Ironically, Lam Suet's superfluous scenes are also the most interesting and effective of the film. This is mainly thanks to the actor's visible joy in hamming it up and the fact that the film has some of its best Hong Kong horror moments when he is on screen. It's been a while since I have seen a film from Hong Kong going this excitedly for the gross-out and the breaking of taboos, with icky things having to do with dead babies, a child-whipping scene and a few other bits and bobs bound to make the viewer decidedly uncomfortable.

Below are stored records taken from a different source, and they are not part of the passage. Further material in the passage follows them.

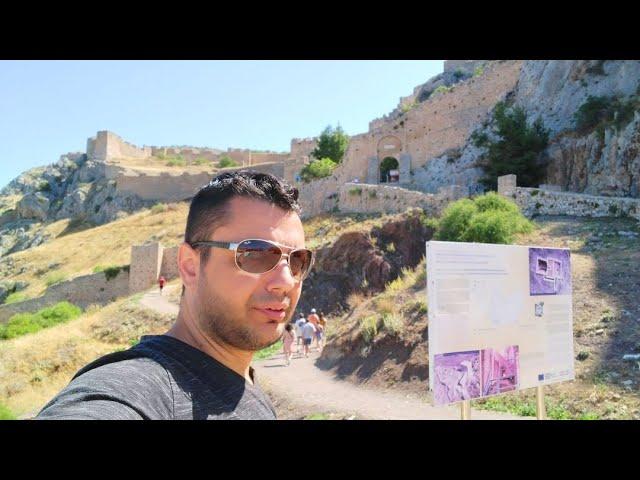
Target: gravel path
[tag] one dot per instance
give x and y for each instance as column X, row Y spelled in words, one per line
column 311, row 389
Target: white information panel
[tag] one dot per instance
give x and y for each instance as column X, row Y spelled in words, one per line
column 500, row 318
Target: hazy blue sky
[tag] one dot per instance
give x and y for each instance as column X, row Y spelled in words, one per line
column 48, row 108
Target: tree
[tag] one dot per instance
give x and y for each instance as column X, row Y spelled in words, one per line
column 318, row 169
column 331, row 144
column 517, row 150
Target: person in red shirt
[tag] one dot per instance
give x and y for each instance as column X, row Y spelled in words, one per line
column 313, row 318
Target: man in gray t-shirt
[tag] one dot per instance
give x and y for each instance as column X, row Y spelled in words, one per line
column 235, row 301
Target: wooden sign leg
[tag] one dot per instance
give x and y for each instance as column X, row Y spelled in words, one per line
column 541, row 411
column 465, row 410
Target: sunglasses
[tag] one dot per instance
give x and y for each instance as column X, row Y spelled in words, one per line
column 262, row 256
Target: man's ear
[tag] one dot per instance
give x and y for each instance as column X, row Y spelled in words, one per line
column 188, row 265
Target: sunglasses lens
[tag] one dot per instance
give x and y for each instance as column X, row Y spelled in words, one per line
column 300, row 261
column 257, row 256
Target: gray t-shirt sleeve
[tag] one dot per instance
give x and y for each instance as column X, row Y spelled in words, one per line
column 128, row 390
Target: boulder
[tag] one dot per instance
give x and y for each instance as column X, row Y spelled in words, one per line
column 33, row 206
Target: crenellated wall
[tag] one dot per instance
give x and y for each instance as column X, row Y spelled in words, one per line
column 367, row 198
column 172, row 187
column 107, row 145
column 537, row 201
column 82, row 291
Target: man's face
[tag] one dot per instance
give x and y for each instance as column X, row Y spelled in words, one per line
column 232, row 304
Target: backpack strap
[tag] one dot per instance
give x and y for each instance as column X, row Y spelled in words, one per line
column 112, row 358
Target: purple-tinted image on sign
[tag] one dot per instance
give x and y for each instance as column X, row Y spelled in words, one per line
column 457, row 377
column 500, row 370
column 549, row 271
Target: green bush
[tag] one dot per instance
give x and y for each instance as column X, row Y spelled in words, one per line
column 318, row 169
column 227, row 161
column 110, row 271
column 455, row 220
column 5, row 413
column 25, row 323
column 517, row 149
column 604, row 112
column 177, row 162
column 158, row 208
column 332, row 144
column 369, row 327
column 16, row 297
column 55, row 277
column 488, row 218
column 441, row 89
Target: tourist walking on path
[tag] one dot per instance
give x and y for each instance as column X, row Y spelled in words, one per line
column 313, row 318
column 299, row 324
column 288, row 339
column 308, row 333
column 322, row 331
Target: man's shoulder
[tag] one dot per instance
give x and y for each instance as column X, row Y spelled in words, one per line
column 131, row 388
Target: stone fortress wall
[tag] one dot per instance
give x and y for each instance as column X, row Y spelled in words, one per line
column 148, row 263
column 549, row 200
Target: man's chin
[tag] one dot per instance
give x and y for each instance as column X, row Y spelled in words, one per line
column 271, row 337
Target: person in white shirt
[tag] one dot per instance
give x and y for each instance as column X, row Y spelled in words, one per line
column 308, row 333
column 298, row 327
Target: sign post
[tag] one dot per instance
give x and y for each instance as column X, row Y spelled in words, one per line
column 465, row 410
column 541, row 411
column 500, row 320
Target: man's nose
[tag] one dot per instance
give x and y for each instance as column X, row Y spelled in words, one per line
column 282, row 278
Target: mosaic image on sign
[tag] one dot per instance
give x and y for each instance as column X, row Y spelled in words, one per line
column 500, row 370
column 549, row 271
column 457, row 377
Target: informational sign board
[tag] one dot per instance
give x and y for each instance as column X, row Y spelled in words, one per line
column 500, row 319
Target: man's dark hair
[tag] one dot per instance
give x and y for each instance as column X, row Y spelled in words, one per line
column 209, row 208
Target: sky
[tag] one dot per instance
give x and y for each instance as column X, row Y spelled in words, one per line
column 49, row 108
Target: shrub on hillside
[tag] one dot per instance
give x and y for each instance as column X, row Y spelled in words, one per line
column 158, row 208
column 25, row 323
column 54, row 277
column 516, row 150
column 16, row 297
column 486, row 219
column 5, row 413
column 227, row 161
column 317, row 169
column 110, row 271
column 603, row 112
column 177, row 161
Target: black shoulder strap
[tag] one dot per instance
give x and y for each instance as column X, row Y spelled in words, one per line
column 112, row 358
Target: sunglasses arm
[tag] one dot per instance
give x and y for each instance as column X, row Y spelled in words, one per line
column 227, row 245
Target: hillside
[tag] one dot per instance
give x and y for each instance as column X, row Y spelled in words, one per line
column 77, row 249
column 392, row 352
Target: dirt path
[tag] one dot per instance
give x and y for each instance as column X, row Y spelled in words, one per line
column 304, row 387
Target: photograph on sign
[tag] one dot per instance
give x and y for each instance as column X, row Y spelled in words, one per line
column 500, row 319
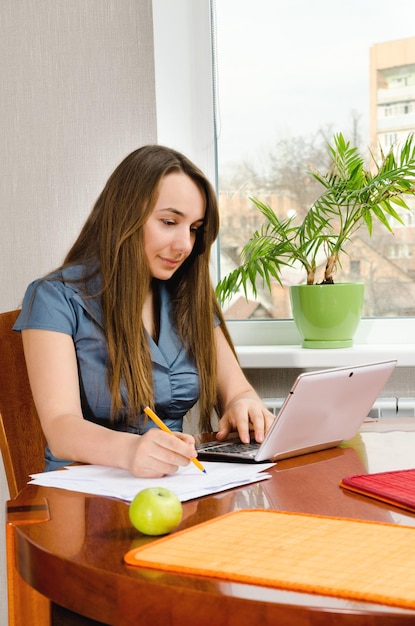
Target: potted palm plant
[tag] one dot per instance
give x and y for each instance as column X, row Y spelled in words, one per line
column 353, row 196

Alas, I was also feeling quite uncomfortable with the performances of the rest of the cast. While they aren't exactly bad, they are very obviously models at the very beginning of a new acting career; certainly nice to look at and trying to act, but not yet at a point where they can rescue an unfocused mess of a script like this one.

I'm glad when a Hong Kong movie is still trying to go to the nasty places that made me fall in love with HK horror, but I'm not too sure that bad taste foetus stuff is enough to recommend a movie.



Pauline said...

Wait a minute. Is this your little tribute to those of us celebrating Mothers' Day across the pond? You are wacky, my friend.

houseinrlyeh said...

Never let it be said I'm not topical.